Sarah leaned forward, her coffee forgotten. “Come on, come on…” she whispered, tapping the spacebar. Nothing.

diskpart list volume exit dism /image:D:\ /get-drivers /format:table No VMware storage driver listed. Of course.

She navigated to a USB drive she had pre-loaded (she wasn’t a rookie) with the VMware Tools floppy image—specifically the vmwscsi.inf driver for the LSI Logic SAS controller. Then, the magic incantation: She opened the VM settings

“The virtual disk is fine,” she said, checking the datastore. “So the guest can’t see the boot disk.”

She pulled the VM’s logs from /var/log/vmkernel.log on the ESXi host. Buried in the red text: “Device ‘scsi0:0’ is not ready. Access to device failed.”

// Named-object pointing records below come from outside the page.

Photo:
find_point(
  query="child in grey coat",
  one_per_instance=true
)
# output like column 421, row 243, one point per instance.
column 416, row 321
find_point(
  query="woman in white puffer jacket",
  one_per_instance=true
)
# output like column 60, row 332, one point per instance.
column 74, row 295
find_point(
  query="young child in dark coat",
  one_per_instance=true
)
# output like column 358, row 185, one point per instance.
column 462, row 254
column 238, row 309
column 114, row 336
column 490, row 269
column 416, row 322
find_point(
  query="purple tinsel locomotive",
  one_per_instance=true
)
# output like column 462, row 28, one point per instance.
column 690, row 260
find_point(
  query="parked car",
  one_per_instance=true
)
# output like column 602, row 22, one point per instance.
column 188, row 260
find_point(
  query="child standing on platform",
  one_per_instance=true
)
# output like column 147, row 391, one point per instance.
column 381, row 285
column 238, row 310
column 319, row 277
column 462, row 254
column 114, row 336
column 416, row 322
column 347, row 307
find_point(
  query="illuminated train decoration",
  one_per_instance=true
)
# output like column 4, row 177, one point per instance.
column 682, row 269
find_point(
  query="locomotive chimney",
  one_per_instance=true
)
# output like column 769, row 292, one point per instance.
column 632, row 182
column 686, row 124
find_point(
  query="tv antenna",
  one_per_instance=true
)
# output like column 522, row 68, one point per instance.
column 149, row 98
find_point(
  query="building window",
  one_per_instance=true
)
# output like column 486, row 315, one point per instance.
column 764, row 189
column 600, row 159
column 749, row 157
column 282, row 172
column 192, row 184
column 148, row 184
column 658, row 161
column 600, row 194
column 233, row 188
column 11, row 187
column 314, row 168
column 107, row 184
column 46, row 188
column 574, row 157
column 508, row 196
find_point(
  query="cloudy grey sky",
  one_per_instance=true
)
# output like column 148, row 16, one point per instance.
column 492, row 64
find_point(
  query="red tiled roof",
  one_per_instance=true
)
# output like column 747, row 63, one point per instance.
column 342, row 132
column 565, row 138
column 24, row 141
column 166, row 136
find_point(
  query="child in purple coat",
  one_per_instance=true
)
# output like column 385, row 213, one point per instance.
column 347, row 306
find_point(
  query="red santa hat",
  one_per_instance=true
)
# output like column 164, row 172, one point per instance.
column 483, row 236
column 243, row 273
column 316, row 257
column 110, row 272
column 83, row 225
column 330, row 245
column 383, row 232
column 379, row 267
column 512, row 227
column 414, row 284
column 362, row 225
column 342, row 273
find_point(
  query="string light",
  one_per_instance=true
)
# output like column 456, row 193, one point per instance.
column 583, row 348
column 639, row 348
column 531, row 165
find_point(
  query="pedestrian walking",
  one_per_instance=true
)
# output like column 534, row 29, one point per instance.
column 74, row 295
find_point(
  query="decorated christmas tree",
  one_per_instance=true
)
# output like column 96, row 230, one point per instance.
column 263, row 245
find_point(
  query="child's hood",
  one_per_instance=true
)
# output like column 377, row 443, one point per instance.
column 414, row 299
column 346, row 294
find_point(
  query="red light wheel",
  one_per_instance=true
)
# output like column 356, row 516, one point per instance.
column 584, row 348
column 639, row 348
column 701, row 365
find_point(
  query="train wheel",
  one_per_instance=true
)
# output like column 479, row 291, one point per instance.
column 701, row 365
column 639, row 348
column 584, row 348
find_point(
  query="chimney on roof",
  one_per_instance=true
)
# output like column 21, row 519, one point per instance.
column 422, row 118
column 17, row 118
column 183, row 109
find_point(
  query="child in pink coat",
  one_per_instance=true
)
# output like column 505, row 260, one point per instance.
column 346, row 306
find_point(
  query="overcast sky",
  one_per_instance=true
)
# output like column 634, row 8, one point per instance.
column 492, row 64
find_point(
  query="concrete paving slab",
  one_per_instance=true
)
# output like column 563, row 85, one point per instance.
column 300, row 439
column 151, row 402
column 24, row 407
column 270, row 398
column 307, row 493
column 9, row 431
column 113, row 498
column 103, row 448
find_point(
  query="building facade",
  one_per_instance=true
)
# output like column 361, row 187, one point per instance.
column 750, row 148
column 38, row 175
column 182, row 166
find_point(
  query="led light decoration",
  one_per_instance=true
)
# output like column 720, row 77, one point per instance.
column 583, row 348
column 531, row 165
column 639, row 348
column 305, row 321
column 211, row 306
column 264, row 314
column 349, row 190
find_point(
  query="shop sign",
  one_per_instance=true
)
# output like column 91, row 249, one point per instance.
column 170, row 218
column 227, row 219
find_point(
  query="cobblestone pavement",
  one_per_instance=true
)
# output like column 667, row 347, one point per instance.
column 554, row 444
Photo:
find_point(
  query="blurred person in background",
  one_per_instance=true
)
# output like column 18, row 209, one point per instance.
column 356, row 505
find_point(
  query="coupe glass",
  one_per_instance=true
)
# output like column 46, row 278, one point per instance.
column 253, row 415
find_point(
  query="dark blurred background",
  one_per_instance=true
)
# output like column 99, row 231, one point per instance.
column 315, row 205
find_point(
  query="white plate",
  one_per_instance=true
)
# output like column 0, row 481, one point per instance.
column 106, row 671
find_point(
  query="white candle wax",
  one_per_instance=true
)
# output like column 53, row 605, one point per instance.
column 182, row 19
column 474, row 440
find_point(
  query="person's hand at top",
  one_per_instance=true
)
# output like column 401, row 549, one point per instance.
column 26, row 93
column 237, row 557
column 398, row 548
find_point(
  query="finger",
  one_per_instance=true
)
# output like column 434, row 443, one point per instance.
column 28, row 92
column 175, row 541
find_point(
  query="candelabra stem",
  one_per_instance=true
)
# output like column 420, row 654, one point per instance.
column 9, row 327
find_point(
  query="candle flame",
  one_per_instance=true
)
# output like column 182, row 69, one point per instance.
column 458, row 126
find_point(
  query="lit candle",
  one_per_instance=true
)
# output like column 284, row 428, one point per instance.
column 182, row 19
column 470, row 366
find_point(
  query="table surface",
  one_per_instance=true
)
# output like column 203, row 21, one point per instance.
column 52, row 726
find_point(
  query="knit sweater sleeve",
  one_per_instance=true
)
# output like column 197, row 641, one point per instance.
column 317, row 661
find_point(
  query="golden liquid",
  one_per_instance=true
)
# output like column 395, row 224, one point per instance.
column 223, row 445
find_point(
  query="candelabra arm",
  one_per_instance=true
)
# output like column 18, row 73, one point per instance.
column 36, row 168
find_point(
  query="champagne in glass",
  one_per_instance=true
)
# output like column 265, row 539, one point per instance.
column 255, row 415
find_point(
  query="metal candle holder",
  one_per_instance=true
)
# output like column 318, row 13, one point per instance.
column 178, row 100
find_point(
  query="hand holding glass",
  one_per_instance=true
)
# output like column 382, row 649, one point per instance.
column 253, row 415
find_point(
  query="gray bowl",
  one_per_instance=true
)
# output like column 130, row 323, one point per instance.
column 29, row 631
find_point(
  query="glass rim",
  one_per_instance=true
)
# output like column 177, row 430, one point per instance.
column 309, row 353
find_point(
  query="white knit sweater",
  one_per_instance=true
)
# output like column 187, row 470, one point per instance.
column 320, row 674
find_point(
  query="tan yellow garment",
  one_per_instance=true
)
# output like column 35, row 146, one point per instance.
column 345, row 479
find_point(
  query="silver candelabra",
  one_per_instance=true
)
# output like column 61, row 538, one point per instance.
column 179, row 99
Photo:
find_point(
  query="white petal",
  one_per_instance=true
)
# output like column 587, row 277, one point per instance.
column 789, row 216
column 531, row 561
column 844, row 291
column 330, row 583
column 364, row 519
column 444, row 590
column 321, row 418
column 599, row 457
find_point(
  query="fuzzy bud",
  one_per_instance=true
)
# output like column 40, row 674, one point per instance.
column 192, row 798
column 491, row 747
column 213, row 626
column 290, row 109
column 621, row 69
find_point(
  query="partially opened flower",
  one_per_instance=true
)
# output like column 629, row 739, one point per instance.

“Oh no,” she muttered. “Not the payroll box.” But then she remembered: the latest Windows 10

Outside, the night was quiet. But inside the datacenter, one little VM was booting happily again—unaware it had almost died for a driver’s vanishing act. Always keep a recovery ISO and driver floppy image nearby. In the world of VMware and Windows 10, the boot device is never truly inaccessible—it’s just waiting for the right driver to show it the way home.

She chose the latter.

Sarah, a senior systems administrator, is three hours into a quiet Sunday night shift. She’s patching a legacy Windows 10 VM—a critical virtual machine that runs the payroll database for a 500-person firm. The host is VMware ESXi 7.0. She clicks “Reboot Guest.” Thirty seconds later, her screen turns a familiar, dreaded shade of blue. The progress bar on the VMware console froze at 47%.